Microsoft sets sights on disk-to-disk backup
Users offered mixed reviews on the Data Protection Server
Computerworld - CHICAGO -- Microsoft Corp. yesterday detailed its plans to sell a disk-to-disk backup application designed to consolidate Windows server backups and cut the time needed to recover data when a server goes down. The move positions it against industry stalwarts such as Veritas Software Corp. and EMC Corp.'s Legato division.
At the Storage Decisions conference here, Microsoft said its new Data Protection Server will be in beta test with customers in the first quarter of 2005 and generally available in the second half of the year (see story). Microsoft has already signed up more than 20 storage partners, including EMC, IBM, Dell Inc. and Hewlett-Packard Co., to resell the new backup application.
"About 70% of backup cost is labor.

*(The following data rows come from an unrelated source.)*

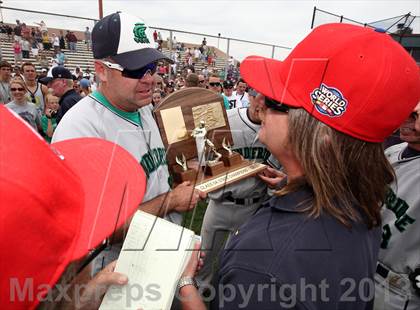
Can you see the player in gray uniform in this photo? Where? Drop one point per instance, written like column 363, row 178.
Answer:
column 119, row 111
column 397, row 279
column 231, row 206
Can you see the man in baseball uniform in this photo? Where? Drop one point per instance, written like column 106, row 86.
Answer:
column 231, row 206
column 120, row 111
column 397, row 279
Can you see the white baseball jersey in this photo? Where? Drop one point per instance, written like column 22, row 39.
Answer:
column 137, row 132
column 400, row 249
column 246, row 143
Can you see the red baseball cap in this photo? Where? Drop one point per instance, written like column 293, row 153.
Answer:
column 57, row 203
column 356, row 80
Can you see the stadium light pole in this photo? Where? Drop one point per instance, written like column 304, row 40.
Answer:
column 101, row 11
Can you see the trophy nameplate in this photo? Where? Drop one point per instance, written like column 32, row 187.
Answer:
column 194, row 127
column 182, row 172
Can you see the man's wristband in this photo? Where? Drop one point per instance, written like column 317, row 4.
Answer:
column 184, row 281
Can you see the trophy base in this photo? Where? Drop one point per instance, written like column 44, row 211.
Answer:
column 182, row 176
column 214, row 169
column 232, row 160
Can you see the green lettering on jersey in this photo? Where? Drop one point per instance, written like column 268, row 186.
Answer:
column 152, row 160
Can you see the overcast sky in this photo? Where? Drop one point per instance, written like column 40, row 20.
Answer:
column 277, row 22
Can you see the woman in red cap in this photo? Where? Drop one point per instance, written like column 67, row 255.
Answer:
column 328, row 107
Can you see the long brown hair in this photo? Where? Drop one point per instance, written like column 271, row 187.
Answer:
column 349, row 177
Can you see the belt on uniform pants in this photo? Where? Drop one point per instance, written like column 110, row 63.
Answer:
column 243, row 201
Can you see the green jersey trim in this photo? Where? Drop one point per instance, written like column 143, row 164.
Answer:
column 132, row 117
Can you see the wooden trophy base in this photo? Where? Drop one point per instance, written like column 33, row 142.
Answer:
column 182, row 176
column 232, row 160
column 214, row 169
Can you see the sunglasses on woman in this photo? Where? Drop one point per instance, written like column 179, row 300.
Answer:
column 276, row 106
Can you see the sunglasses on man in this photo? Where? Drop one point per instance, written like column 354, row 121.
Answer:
column 276, row 106
column 132, row 74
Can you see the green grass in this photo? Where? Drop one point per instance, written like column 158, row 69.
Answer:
column 194, row 218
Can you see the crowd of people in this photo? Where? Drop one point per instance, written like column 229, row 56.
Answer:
column 330, row 224
column 38, row 43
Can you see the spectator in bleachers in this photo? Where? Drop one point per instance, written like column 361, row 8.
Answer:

That's what we're addressing," said Jeff Price, a senior director at Microsoft. "Data Protection Server looks the same as any Windows server."
Matt Senken, a storage architect with The Bank of New York Co., currently uses IBM's Tivoli Storage Manager to back up to tape, and he said he sees merit in using the Microsoft product to back up low-end servers to disk for faster recovery. But he noted that if he were already using Legato or Veritas for that function, he probably wouldn't switch.
Other users gave the product mixed reviews. Some said they would consider a disk-to-disk backup product from Microsoft because it would be easier to integrate with their existing Microsoft server platforms and would require little or no training to use and because they want to migrate away from tape-based backups in general.
Jim Grisham, a chief IT architect at Northrop Grumman Corp., said he has a strict data recovery time and recovery point objective that tape can't meet. But he also would like a disk-to-disk product that requires as little training as possible for administrators.
"Sometimes if a product makes their lives easier, it's worth it," Grisham said.
But John Blackman, a systems architect at a West Coast-based Fortune 500 bank, said proven storage backup vendors such as Network Appliance Inc. have far more mature products. Therefore something new, even from Microsoft, could be a hard sell.
Data Protection Server is built on top of Microsoft Windows Storage Server 2003 and Active Directory service, which automatically discovers file servers and then places agents on them that kick off backups to disk based on preset policies.
Nancy Hurley, an analyst at Enterprise Strategy Group Inc. in Milford, Mass., said Microsoft is late to the table for enterprise class disk-to-disk backup, but said Data Protection Server has value as a lower-end product for remote workgroups as away of consolidating backups to a single disk appliance.
"They say they're not competing with Legato or Veritas, but they are," Hurley said. "They want to make Windows the platform for storage."